I see this encoding in the raw Http response form this url: http://www.sydvestjyllandsefterskole.dk/rss
Content-Type: text/xml; Charset=UTF-8
<?xml version="1.0" encoding="iso-8859-1" ?>
Have tried those 2 encodings and others but nothing seems to work.
I have made a unittest to show the problem and what I have tried: (NUnit)

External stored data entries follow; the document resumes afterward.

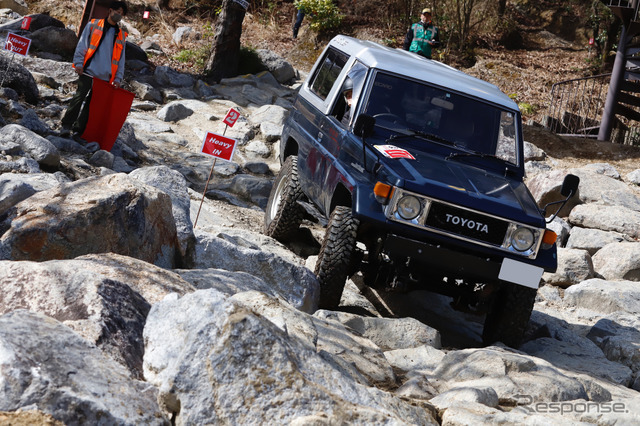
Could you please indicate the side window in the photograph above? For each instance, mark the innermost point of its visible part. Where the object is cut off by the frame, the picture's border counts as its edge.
(327, 73)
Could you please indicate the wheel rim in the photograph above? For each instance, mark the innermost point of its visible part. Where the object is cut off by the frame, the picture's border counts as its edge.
(277, 199)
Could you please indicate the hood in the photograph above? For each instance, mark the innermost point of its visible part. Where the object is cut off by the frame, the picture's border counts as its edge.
(464, 184)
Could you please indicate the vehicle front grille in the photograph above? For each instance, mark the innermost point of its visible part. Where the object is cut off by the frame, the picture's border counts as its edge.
(466, 223)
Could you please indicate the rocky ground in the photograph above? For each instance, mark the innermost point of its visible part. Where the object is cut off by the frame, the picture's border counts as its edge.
(117, 305)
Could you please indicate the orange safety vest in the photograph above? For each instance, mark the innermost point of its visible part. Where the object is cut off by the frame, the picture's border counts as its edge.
(96, 28)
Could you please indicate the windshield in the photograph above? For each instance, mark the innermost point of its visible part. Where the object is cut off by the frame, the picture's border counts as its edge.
(407, 106)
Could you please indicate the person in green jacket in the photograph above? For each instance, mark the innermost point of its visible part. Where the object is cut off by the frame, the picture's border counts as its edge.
(422, 36)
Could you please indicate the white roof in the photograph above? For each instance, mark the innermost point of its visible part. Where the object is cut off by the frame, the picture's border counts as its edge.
(412, 65)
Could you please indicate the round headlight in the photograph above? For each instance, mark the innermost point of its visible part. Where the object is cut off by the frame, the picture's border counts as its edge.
(409, 207)
(522, 239)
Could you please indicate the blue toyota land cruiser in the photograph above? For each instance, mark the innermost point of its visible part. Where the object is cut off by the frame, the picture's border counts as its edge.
(419, 170)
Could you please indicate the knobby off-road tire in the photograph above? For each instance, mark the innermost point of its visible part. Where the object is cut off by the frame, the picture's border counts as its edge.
(335, 257)
(283, 214)
(507, 320)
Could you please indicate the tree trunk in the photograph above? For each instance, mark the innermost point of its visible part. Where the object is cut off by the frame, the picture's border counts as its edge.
(225, 51)
(502, 7)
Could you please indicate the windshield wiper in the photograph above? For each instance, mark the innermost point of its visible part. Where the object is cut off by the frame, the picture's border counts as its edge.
(455, 155)
(422, 134)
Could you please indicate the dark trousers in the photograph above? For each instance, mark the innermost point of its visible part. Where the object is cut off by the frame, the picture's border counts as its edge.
(77, 114)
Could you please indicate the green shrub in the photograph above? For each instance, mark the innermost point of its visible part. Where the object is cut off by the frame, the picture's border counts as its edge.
(249, 62)
(323, 15)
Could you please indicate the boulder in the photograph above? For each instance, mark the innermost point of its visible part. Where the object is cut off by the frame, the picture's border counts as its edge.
(605, 296)
(17, 77)
(277, 65)
(44, 364)
(18, 6)
(112, 213)
(36, 147)
(175, 185)
(592, 240)
(618, 261)
(607, 218)
(387, 333)
(15, 187)
(256, 255)
(55, 40)
(209, 356)
(574, 266)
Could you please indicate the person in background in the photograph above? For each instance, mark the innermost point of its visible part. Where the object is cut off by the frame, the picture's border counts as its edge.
(100, 53)
(422, 36)
(347, 93)
(299, 18)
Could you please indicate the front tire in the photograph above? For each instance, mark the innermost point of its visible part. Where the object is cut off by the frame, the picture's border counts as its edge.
(283, 214)
(335, 257)
(507, 320)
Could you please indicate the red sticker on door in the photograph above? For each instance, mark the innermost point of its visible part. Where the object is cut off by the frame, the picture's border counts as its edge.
(391, 151)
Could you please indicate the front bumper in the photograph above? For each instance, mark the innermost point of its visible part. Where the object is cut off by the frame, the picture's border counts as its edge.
(458, 264)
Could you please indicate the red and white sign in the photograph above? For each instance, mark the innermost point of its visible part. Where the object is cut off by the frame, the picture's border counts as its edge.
(17, 44)
(218, 146)
(26, 23)
(231, 117)
(391, 151)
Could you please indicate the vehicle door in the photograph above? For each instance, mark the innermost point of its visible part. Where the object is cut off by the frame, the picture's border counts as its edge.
(313, 157)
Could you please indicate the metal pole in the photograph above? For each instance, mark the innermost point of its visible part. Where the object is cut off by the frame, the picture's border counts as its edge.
(617, 77)
(207, 184)
(205, 191)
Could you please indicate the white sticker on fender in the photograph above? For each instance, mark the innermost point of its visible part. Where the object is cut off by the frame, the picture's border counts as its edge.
(520, 273)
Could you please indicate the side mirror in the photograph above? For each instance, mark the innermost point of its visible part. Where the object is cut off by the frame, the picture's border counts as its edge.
(570, 185)
(569, 189)
(364, 125)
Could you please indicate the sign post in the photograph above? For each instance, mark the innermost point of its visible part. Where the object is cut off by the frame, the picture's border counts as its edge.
(218, 146)
(17, 44)
(26, 23)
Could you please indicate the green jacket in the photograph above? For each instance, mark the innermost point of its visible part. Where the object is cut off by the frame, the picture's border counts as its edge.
(421, 35)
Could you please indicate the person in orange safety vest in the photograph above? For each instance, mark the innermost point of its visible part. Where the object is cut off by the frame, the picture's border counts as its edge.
(100, 53)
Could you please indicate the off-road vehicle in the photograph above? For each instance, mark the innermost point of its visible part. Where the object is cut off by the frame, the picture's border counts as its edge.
(421, 181)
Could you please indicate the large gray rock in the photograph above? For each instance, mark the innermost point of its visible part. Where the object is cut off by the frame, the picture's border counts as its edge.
(31, 121)
(619, 341)
(60, 41)
(251, 253)
(277, 65)
(18, 6)
(36, 147)
(509, 373)
(607, 218)
(95, 215)
(618, 261)
(16, 187)
(634, 177)
(592, 240)
(574, 266)
(174, 111)
(387, 333)
(175, 185)
(209, 356)
(45, 364)
(166, 76)
(358, 358)
(19, 78)
(604, 296)
(583, 356)
(104, 311)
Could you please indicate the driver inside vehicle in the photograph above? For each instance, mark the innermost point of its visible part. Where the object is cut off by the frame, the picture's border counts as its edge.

public IEnumerable<TestCaseData> RssItemEncodingTestCases
{
get
{
yield return new TestCaseData("http://www.sydvestjyllandsefterskole.dk/rss", "Stort fremmøde til dejlig familiedag.", new ASCIIEncoding());
yield return new TestCaseData("http://www.sydvestjyllandsefterskole.dk/rss", "Stort fremmøde til dejlig familiedag.", new UTF8Encoding());
yield return new TestCaseData("http://www.sydvestjyllandsefterskole.dk/rss", "Stort fremmøde til dejlig familiedag.", new UnicodeEncoding());
yield return new TestCaseData("http://www.sydvestjyllandsefterskole.dk/rss", "Stort fremmøde til dejlig familiedag.", Encoding.GetEncoding("ISO-8859-1"));
}
}
[TestCaseSource("RssItemEncodingTestCases")]
public void TestEncoding(string url, string expectedToStartWith, Encoding encoding)
{
var description = Read(url, encoding);
Assert.That(description, Is.StringStarting(expectedToStartWith));
}
public string Read(string url, Encoding encoding = null)
{
var client = new WebClient();
if (encoding != null)
client.Encoding = encoding;
try
{
using (XmlReader reader = new XmlTextReader(client.OpenRead(url)))
{
while (reader.Read())
{
if (reader.IsStartElement() & reader.Name == "item")
{
while (reader.Read())
{
switch (reader.Name)
{
case "description":
return reader.ReadElementContentAsString();
}
if (reader.Name == "item" & reader.NodeType == XmlNodeType.EndElement)
break;
}
}
}
}
}
catch
{
}
return null;
}
Expected: String starting with "Stort fremmøde til dejlig familiedag." But was: "Stort fremmøde til dejlig familiedag.
Any idea how to get this decoded properly?
It got fixed by making them change the encoding of the RSS feed to utf-8:
<?xml version="1.0" encoding="utf-8" ?>